Posteralateral Instability Gary J. Calabrese and John A. Bergfeld; Knee Ligament Rehabilitation, edited by Todd S. Ellenbecker. Philadelphia, Pennsylvania: Churchill Livingstone (Harcourt), 2000. Pages 160-165. Comments: The posterolateral complex (also known as the posterolateral structures [PLS], the posterolateral corner [PLC], or the arcuate complex) is very important to reliable knee functioning. Sadly, the PLC is often overlooked or forgotten, especially in cases where the doctor focuses only on the cruciate ligaments (ACL and PCL). The PLC includes the LCL (lateral collateral ligament, which is also known as the fibular collateral ligament) as well as several smaller ligaments (including the arcuate, popliteofibular and fabellofibular ligaments), as well as several other structures. This chapter explains the functional anatomy and biomechanics of these structures and how they work together. Given the numerous structures involved, careful diagnosis of PLC problems is essential.

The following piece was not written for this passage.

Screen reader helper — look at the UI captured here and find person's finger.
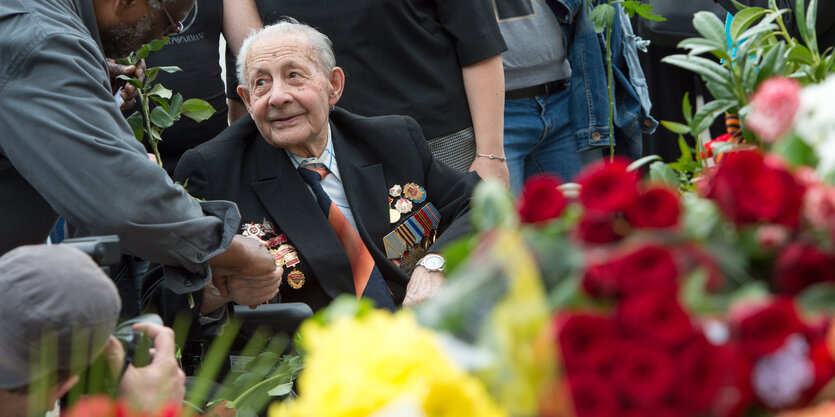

Surgical and nonsurgical rehabilitation options are discussed. Severe damage to the PLC is usually treated via careful reconstruction of each of the affected components. Due to the tremendous complexity of this area of the knee, such work requires a surgeon highly experienced specifically with this type of work.


Anatomy of the lateral collateral ligament of the knee, Brad R. Meister; The American Journal of Sports Medicine, Baltimore; Nov/Dec 2000, Vol 28/6, p. 869. Comments: Meister discusses in detail the motion of the LCL, and points out the imperative for kinematically-correct reconstructions of this ligament. He notes that in one study of entailing 500 injured knees, the distribution of torn ligaments was as follows: 63% ACL, 44% MCL, 7% PCL, and 4% LCL, with a considerable number of knees harbouring multiple ligamentous injuries. He points out that the comparatively low incidence of LCL injuries means relatively few surgeons are up-to-date on reconstruction techniques of said ligament.



The effects of grade III posterolateral knee complex injuries on anterior-cruciate-ligament graft force: A biomechanical analysis, Robert F. LaPrade; The American Journal of Sports Medicine, Baltimore; Jul/Aug 1999, Vol 27/4, p. 469. Comments: This study shows that untreated grade III posterolateral-structure injuries contribute to anterior-cruciate-ligament graft failure by exposing the nascent ligament to higher forcing. (Note that the term "posterolateral structures" refers the LCL along with several other structures [popliteus tendon, arcuate ligament complex, and lateral capsular ligament], but not the PCL.) (This study is also listed under the Biomechanics, Knee Alignment, and Component Interdependency section.)